Les uns après les autres, ils accrochèrent leur harnais à un tube métallique qui se trouvait à l'entrée de l'accès de l'immense canalisation. En entrant, à leur droite se trouvait un immense ventilateur de cinq de mètres de diamètre, à leur gauche, un mur troué qui menait les canalisations aux différents endroits du dôme ventilé. Il leur était impossible de s'entendre dans le bruit ambiant, et, après avoir communiqué avec des signes, ils prirent des tuyaux d'aspirateurs intégrés dans la paroi et commencèrent leur travail. Les mouvements d'air généraient fréquemment de l'électricité statique. La poussière, se collait alors aux parois du système de ventilation, il était donc nécessaire de le nettoyer fréquemment pour éviter la panne. A l'aide d'un système de pression et dépression, des tuyaux avaient été intégrés, et aspiraient la poussière collante. Ce travail était accompagné de deux risques majeurs : le premier, était de passer dans les pales du ventilateur, mais il était contré par des élingues et des harnais. Le second, c'était l'électrocution, dues aux forte charges générées par le ventilateur, que ce soit au niveau de son moteur ou au niveau de l'électricité statique. Ce second risque était contré par les combinaisons blanches isolantes et antistatiques qu'ils portaient. Mais, aucune de ces deux précautions n'empêchaient les accidents.

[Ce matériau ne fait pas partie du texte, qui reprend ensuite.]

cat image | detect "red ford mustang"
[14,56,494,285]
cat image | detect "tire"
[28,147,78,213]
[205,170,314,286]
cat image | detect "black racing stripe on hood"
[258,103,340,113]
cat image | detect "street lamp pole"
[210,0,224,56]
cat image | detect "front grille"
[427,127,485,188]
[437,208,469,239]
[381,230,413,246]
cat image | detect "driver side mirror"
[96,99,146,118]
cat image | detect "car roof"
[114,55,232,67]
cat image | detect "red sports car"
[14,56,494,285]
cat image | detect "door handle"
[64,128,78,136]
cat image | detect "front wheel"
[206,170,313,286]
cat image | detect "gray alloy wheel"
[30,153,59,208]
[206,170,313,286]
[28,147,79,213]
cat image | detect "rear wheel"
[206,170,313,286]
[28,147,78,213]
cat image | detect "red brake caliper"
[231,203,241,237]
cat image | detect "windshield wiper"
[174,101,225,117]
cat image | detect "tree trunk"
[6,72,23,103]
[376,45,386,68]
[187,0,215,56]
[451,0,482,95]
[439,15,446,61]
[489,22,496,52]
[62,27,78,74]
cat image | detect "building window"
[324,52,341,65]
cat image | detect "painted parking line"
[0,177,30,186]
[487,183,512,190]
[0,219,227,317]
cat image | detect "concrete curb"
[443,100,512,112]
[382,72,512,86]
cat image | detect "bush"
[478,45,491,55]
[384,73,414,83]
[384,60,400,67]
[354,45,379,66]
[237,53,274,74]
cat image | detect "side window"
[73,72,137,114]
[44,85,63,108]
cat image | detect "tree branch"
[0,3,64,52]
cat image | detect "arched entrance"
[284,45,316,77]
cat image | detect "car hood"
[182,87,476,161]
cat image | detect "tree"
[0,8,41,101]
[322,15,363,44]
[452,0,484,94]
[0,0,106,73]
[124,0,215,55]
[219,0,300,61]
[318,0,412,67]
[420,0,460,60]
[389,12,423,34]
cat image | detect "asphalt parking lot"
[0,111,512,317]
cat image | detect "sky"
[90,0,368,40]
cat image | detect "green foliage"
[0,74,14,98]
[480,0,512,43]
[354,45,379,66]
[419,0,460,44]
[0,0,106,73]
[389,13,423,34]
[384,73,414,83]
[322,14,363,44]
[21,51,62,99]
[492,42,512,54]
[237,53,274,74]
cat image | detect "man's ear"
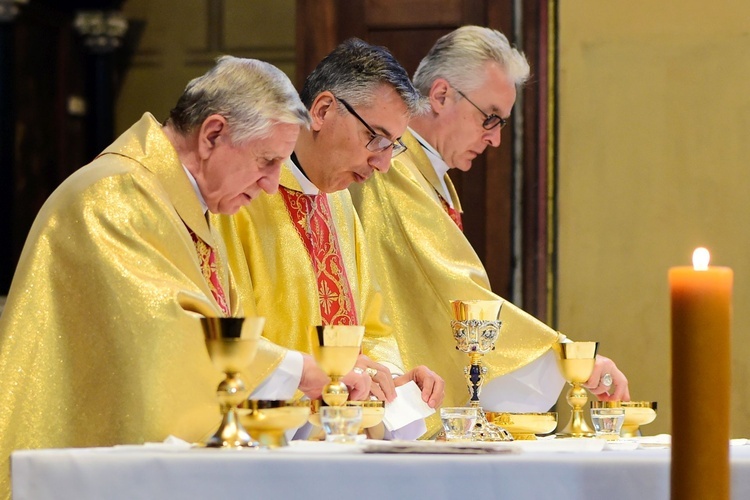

Ils se séparèrent en plusieurs équipes de deux personnes. Les plus expérimentés étaient chargés de nettoyer le plafond. L'un des deux grimpait le long du mur circulaire jusqu'à atteindre le plafond, et son équipier était chargé de l'assurer en bas. Pour ceux qui travaillaient en bas comme Manuel et Fernand, le premier était chargé de maintenir le tuyau qui se secouait sous l'actions du vent violent, tandis que l'autre dirigeait l'orifice vers les poussières. Dans deux heures, les membres des binômes échangeraient leurs places. La mousse noire était aspirée et emmenée dans un compacteur. Elle servirait à autre chose. Dans la cité dévastée, tout était réutilisé. Au bout des deux heures de travail harassant, la canalisation était à moitié finie. Mais sous les ordres du responsable, le petit groupe sorti jusqu'à arriver à l'intérieur du dôme. La plupart laissèrent échapper des soupirs de soulagement en retirant les équipement de protection et en ouvrant leurs combinaisons. Ils étaient majoritairement en sueur, et échangèrent des bouteilles d'eau en plaisantant.

Une voiture verte s'arrêta en dérapant sur le sol de terre et de glaise. Yin en descendit et chercha les deux amis du regard.

« - Fernand, Manuel, montez ! Vite ! »

Après s'être regardés, surpris, les deux jeunes se dirigèrent vers le véhicule. Yin salua le chef d'équipe d'un levé de main, qui lui fut rendu.

Dés qu'ils furent montés, l'engin repartit de plus belle. Les deux jeunes s'étaient installé à l'arrière. Yin était sur le siège passager avant. Un conducteur maîtrisant son véhicule à grande vitesse se dirigeait vers un lieu connu de lui seul. Rapidement, le siège passager de Yin tourna pour leur faire face. Dans les mains du chinois, un pistolet noir mat était rapidement contrôlé.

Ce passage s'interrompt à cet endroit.